(Desde Roma). El peso específico de la política terminó con los malos entendidos. Francisco tiene diferencias ideológicas con Mauricio, pero ambos coinciden en una agenda social que borra sus distintas perspectivas sobre el funcionamiento del mundo. El Papa pensó que el Presidente ejecutaría una administración gobernada por sus intereses de clase, el Presidente probó al Papa que su pertenencia social no implica desconocer la crisis del país y promover un plan que satisfaga los intereses de los más necesitados.
Macri asumió sus diferencias ideológicas con Francisco y enterró sus rabietas personales con el cardenal Jorge Bergoglio: otra época, otras circunstancias. El Presidente hizo tabla rasa e inició una hoja de ruta para encontrar un punto de contacto con el Papa.
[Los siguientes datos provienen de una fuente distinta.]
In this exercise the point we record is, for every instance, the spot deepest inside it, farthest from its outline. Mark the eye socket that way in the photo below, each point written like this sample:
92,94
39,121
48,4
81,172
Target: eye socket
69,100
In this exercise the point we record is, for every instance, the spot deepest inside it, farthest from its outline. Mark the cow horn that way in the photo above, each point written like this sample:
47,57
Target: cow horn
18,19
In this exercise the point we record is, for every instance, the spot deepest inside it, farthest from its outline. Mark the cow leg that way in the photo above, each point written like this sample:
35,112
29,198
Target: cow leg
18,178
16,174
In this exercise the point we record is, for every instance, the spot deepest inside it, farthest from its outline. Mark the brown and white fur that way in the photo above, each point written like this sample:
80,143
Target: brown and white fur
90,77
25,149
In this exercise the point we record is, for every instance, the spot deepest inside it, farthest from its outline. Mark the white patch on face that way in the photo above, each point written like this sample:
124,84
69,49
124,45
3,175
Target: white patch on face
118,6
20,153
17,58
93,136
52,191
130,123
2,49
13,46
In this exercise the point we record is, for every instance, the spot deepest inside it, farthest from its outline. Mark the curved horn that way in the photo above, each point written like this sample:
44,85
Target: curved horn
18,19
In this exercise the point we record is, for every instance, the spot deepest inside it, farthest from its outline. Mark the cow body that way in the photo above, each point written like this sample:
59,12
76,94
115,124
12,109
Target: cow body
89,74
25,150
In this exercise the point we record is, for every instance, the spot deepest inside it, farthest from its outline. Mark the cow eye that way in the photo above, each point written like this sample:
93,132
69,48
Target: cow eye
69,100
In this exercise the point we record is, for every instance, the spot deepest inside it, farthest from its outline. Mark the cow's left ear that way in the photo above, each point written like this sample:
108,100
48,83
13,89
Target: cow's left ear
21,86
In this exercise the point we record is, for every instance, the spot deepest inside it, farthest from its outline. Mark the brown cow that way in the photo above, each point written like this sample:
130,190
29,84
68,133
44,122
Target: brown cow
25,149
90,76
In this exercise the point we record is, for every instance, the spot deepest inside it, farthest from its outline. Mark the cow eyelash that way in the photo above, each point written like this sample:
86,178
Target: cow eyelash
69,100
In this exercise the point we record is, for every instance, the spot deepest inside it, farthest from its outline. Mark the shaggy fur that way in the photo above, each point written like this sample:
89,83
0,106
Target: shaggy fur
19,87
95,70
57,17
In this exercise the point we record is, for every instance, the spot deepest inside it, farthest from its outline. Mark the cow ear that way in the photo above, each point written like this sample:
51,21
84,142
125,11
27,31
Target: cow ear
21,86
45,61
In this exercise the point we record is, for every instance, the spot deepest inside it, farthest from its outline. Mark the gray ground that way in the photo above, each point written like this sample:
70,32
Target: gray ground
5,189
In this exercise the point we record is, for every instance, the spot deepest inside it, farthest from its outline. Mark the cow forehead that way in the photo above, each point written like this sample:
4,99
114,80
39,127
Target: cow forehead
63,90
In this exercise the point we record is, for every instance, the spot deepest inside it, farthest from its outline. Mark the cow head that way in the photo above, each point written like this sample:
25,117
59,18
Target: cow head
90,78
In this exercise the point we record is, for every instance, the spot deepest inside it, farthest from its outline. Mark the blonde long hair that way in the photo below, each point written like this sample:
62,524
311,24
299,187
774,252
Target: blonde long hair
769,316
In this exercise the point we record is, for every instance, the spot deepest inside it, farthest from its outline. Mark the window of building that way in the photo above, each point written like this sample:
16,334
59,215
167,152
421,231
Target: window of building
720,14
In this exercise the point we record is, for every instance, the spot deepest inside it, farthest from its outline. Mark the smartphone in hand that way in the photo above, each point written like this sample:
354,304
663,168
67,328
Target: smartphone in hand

Pidió información exacta a sus ministros, ordenó callar a los cruzados y aguardó una señal expresa al otro lado del Tíber.
Francisco hizo su parte. Elogió a Mauricio en un reportaje que concedió a La Nación, silenció a sus propios cruzados y preparó una audiencia privada destinada a satisfacer sus inquietudes políticas y a escuchar los pensamientos de un Presidente que ya tiene poco que ver con el jefe de Gobierno que conoció en Buenos Aires. Atrás del Papa, una maquinaria diplomática y política terminó de preparar un encuentro que debía poner las cosas en su nuevo lugar.
Y así ocurrió. Francisco y Macri hablaron de la Argentina, el mundo, los pobres, los refugiados, el narcotráfico, la corrupción y la esperanza. Como hace el Papa cuando recibe a Barack Obama; como hace el Presidente cuando se encuentra con Ángela Merkel. Una audiencia entre dos jefes de Estado, una reunión privada entre dos argentinos que tienen responsabilidades políticas e históricas.
La crisis política terminó. Aunque ello no implica desconocer sus orígenes distintos y sus diferentes formaciones ideológicas. No hace falta leer a Hegel para saber que la síntesis de la diversidad, empuja al mundo hacia adelante.
Ahora depende de Francisco y Mauricio. El Papa y el Presidente.